BEIJING: Chinese iron ore futures plunged more than 6% on Monday, falling for a second straight session and denting steel prices by more than 3%, as stringent COVID-19 restrictions prompted traders to be cautious and fuelled concerns over global demand.
The capital city of Beijing has implemented rounds of COVID-19 tests, closed entertainment venues, banned dine-in services at restaurants and urged staff at certain areas to work from home, as parts of efforts to persist its “dynamic-zero approach”.
“It’s not looking pretty this week with even more negative COVID-related headlines for Beijing, Guangdong, and Jilin released over the weekend,” said Atilla Widnell, managing director with Navigate Commodities.

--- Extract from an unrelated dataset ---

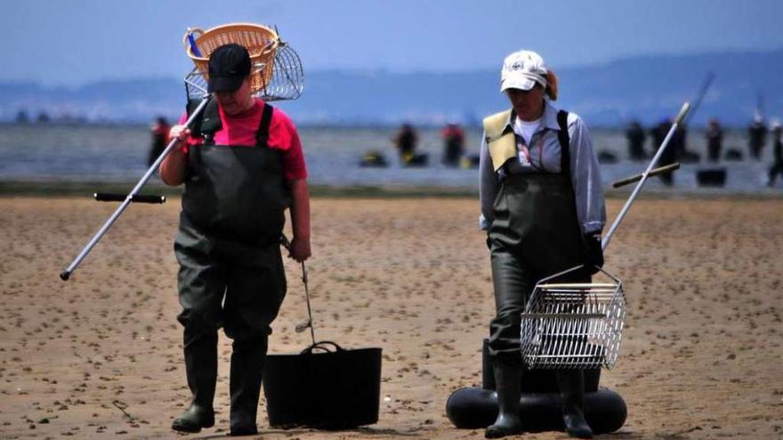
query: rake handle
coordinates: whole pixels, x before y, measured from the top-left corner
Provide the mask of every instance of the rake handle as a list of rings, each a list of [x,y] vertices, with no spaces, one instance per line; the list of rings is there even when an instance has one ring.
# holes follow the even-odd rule
[[[659,168],[656,168],[655,170],[650,171],[647,173],[647,177],[657,176],[658,174],[663,174],[664,172],[673,172],[680,168],[680,163],[675,162],[674,164],[669,164],[668,165],[664,165]],[[612,188],[620,188],[625,187],[630,183],[634,183],[635,181],[639,181],[642,178],[644,177],[644,173],[634,174],[633,176],[626,177],[625,179],[621,179],[614,183],[612,183]]]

“It’s looking increasingly likely that Chinese blast furnaces will struggle to justify high utilisation and operating rates in a demand- and margin-negative environment,” he added. The most-active iron ore futures on the Dalian Commodity Exchange, for September delivery, dived as much as 6.8% to 798 yuan ($119.09) a tonne in morning session. They were down 5.7% to 808 yuan per tonne, as of 0236 GMT. Coking coal futures on the Dalian bourse slumped 4.3% to 2,658 yuan a tonne, after the state planner pledged stronger supervision to stabilise prices, and coke fell 3.8% to 3,396 yuan per tonne. The plunge in raw materials had also pressured steel prices on the Shanghai Futures Exchange.
Construction material rebar, for October delivery, slipped 3.4% to 4,668 yuan a tonne. Hot-rolled coils declined 3.3% to 4,770 yuan per tonne.
“Despite positive signal from the Politburo meeting, current downstream demand is still largely affected by the pandemic,” analysts with SinoSteel wrote in a note, adding that steel inventories increased while apparent consumption was sluggish. Shanghai stainless steel futures, for June delivery, inched 0.7% higher to 19,230 yuan a tonne.